The U.S. Department of Justice (DOJ) has previously stated that its priority is not focused on prosecuting individuals who are in strict compliance with state laws, but on individuals presenting a threat to public safety, such as those supplying cannabis to minors, driving under the influence, etc.[1] This policy is thrown into a doubt with the Trump administration freeing prosecutors to more aggressively enforce federal law and rescinding prior federal guidance on marijuana enforcement. On January 4, 2018, U.S. Attorney General Jeff Sessions issued a memorandum in which he called marijuana a dangerous drug and marijuana activities a serious crime.[2] The memorandum was issued to all U.S. Attorneys directing them to enforce the Controlled Substances Act. Despite this memorandum, it is unlikely that healthcare providers will be the primary target of heightened enforcement. Rather, enforcement actions are likely to focus on interstate cannabis transporters.[3]

In addition, since 2015, Congress has been enacting a medical cannabis rider (Sec. 538) prohibiting the use of federal funds in prosecuting individuals in compliance with state marijuana laws. For example, a case brought under Sec. 538 in a California District Court, U.S. of Am. v. Marin All. for Med. Marijuana, held that as long as Sec. 538 is in place, the DOJ can enforce federal controlled substances laws only against individuals and businesses if they are not in compliance with California law.[4]
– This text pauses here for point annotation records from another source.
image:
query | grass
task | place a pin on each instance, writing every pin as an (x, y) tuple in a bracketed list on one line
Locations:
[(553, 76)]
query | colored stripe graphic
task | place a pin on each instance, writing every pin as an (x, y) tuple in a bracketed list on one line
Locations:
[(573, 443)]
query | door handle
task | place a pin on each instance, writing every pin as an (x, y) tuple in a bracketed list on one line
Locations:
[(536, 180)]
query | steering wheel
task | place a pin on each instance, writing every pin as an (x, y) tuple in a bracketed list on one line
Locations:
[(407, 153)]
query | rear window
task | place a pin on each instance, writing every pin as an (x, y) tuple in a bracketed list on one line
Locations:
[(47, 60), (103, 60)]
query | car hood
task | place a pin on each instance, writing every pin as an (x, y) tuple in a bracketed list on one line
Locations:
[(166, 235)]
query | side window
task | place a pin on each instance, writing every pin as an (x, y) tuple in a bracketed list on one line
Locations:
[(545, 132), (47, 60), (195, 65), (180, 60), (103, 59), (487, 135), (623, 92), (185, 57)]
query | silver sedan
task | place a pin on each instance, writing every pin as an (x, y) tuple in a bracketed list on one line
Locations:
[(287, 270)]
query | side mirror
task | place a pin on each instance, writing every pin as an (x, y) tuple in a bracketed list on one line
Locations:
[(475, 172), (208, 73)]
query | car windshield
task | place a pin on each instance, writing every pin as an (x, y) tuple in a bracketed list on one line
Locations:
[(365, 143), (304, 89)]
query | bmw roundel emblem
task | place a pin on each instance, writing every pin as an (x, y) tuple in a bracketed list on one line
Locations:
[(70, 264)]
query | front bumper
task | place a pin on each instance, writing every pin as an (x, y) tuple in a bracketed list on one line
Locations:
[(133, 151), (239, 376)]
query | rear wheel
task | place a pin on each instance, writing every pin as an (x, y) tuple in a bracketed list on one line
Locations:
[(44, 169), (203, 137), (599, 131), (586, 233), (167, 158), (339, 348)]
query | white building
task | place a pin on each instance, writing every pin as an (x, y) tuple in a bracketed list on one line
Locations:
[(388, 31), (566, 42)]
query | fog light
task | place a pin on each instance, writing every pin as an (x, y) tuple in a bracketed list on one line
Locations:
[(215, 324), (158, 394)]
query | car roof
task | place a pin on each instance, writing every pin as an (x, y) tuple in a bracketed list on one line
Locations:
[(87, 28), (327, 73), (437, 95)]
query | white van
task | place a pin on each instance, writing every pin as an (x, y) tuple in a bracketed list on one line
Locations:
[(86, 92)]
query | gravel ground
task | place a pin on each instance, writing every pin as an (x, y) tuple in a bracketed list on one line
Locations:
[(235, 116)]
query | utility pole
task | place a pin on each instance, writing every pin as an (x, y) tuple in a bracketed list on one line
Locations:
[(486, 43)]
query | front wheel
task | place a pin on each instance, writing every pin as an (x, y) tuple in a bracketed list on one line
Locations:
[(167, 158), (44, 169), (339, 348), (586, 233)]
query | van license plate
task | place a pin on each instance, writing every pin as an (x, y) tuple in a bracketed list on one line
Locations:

In light of the Session’s memorandum, the rider (also knowns as the Rohrabacher-Blumenauer amendment) was the only federal law in the way of a potential enforcement of CSA on state-compliance marijuana and marijuana related businesses. On January 19, 2018, the rider expired and was not renewed. Does that mean federal prosecutors will go after state compliant businesses and healthcare providers working with or recommending medical marijuana? It’s not likely. First, federal prosecutors simply would not have enough law enforcement personnel to carry out the prosecutions.  In addition, several groups are working to bring the amendment back during the next budget hearings, such as:

  • Congresswoman Barbara Lee proposing “States’ Medical Marijuana Property Rights Protection Act” (HR 331)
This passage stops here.